Effects of Some Insecticides on the Midgut of the Foragers Honeybee Worker Apis mellifera jemenatica

This study aims to evaluate the toxic effects of insecticides on the foragers honey bee workers, Apis mellifera jemenatica. It tracks the effects of the insecticides, Deltamethrin, Malathion and Abamectin through the feeding by mouth, on the midgut epithelial layer, in order to show the histological changes.

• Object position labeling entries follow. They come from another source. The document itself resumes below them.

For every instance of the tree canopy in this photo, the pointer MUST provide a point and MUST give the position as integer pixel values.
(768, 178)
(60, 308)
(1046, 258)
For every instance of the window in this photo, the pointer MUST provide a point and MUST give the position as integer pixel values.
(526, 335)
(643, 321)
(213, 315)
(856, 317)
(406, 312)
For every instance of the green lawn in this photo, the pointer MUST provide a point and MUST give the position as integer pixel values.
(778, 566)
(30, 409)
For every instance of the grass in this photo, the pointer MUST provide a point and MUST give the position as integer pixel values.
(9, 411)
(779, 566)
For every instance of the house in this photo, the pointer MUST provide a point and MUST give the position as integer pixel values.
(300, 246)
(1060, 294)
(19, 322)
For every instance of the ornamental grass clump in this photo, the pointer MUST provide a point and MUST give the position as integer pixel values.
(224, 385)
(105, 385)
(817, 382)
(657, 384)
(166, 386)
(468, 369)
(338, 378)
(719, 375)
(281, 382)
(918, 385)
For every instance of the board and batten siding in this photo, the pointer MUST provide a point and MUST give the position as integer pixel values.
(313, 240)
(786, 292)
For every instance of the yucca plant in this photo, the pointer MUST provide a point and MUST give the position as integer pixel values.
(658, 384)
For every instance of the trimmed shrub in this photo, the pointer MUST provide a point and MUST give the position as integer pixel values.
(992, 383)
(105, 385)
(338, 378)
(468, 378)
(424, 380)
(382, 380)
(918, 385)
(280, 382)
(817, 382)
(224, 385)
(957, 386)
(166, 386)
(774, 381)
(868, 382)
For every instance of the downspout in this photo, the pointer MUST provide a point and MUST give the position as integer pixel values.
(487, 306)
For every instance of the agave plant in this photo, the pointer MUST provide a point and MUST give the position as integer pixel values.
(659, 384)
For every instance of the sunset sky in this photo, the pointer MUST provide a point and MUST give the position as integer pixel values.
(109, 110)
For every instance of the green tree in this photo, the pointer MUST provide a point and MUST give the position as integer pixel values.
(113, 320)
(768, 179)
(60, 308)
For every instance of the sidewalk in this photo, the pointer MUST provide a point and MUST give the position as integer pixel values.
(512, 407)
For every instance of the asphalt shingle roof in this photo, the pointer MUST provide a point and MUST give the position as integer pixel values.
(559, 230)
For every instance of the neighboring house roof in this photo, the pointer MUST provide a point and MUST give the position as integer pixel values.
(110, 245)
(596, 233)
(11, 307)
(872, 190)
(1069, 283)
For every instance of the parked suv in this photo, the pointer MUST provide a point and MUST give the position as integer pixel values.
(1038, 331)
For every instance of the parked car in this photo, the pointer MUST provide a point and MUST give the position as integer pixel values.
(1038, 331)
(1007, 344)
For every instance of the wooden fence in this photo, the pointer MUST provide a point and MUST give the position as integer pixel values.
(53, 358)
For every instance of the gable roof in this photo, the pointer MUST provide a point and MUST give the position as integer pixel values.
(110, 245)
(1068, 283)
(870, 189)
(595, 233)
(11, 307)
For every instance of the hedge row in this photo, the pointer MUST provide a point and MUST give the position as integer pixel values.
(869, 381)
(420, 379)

Histological study on samples of the foragers honey bee workers, after exposure to insecticides for 24 hours, was chosen as the average -concentration of the insecticide concentrations, which were used for each as follows: Deltamethrin 2.50 ppm, Malathion 3.125 ppm and Abamectin 0.1 ppm, in addition to the control group. Studying the effect of each insecticide individually and then comparing the reaction and impact of these insecticides on the tissue of midgut has showed that the insecticide Malathion was more harmful to epithelial tissue midgut in honey bees cells than Abamectin, while Deltamethrin had the least effect. Therefore, the life of the foragers honeybee worker depends upon the health and safety of the entire members of the beehive, so it is necessary to take into account, when using the application of insecticides, the continuity of life of the entire society adoption of individuals beehive on worker bees layer depends on their life on this layer of the bee community.